Guilherme Oliveira

Personal information
- Full name: Guilherme da Mata Oliveira
- Date of birth: 12 April 1995 (age 31)
- Place of birth: Venda do Pinheiro, Portugal
- Height: 1.90 m (6 ft 3 in)
- Position: Goalkeeper

Team information
- Current team: Belenenses
- Number: 99

Youth career
- 2003–2004: Atlético Malveira
- 2004–2014: Sporting CP

Senior career*
- Years: Team / Apps / (Gls)
- 2014–2018: Sporting CP B / 3 / (0)
- 2016–2017: → Cova Piedade (loan) / 0 / (0)
- 2017–2018: → Académica (loan) / 1 / (0)
- 2018–2021: B-SAD / 2 / (0)
- 2019–2020: → Fátima (loan) / 17 / (0)
- 2020: → Louletano (loan) / 5 / (0)
- 2021–2022: Torreense / 11 / (0)
- 2022–2023: Fafe / 12 / (0)
- 2023–2024: Belenenses / 10 / (0)
- 2024–2025: 1º Dezembro / 25 / (0)
- 2025–: Belenenses / 30 / (0)

International career
- 2013–2014: Portugal U19 / 4 / (0)
- 2015: Portugal U20 / 1 / (0)

= Guilherme Oliveira (footballer) =

Portuguese footballer

Guilherme da Mata Oliveira (born 12 April 1995) is a Portuguese professional footballer who plays for as a goalkeeper for Liga 3 club Belenenses.

==Club career==
Born in the village of Venda do Pinheiro in Mafra, Lisbon District, Oliveira was in Sporting CP's academy from 2004. He made his professional debut for the reserves on 15 February 2015 in a 4–0 away loss against C.D. Aves in Segunda Liga, his sole appearance of the season.

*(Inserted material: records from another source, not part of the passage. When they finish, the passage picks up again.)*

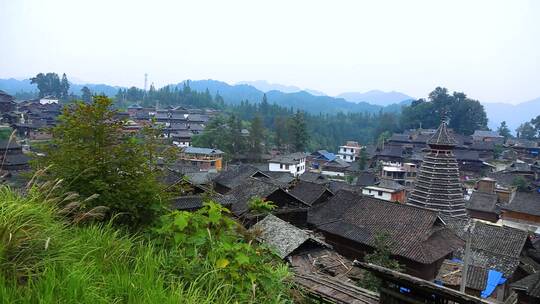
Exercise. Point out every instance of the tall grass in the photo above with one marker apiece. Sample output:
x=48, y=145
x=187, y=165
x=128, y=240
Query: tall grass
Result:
x=46, y=259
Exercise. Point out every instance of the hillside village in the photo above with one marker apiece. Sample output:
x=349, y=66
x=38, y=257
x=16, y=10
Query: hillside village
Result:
x=450, y=203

After two more games the following campaign, Oliveira was loaned to C.D. Cova da Piedade in the same league. He played only two competitive matches during his tenure, both in the Taça de Portugal; the second was on 19 November 2016, a 2–0 defeat at Primeira Liga side G.D. Estoril Praia in the fourth round.

Oliveira spent 2017–18 on loan at Associação Académica de Coimbra, also of division two. On 1 July 2018, he signed for B-SAD on a contract until 2021. He made his top-flight debut for the latter club as a substitute for Cleylton the following 5 May, when the regular starter Muriel was sent off in the 22nd minute of an 8–1 home loss to Sporting.

In August 2019, Oliveira was loaned to C.D. Fátima in the third tier. He continued to play at that level the following seasons, with Louletano DC, S.C.U. Torreense, AD Fafe and C.F. Os Belenenses.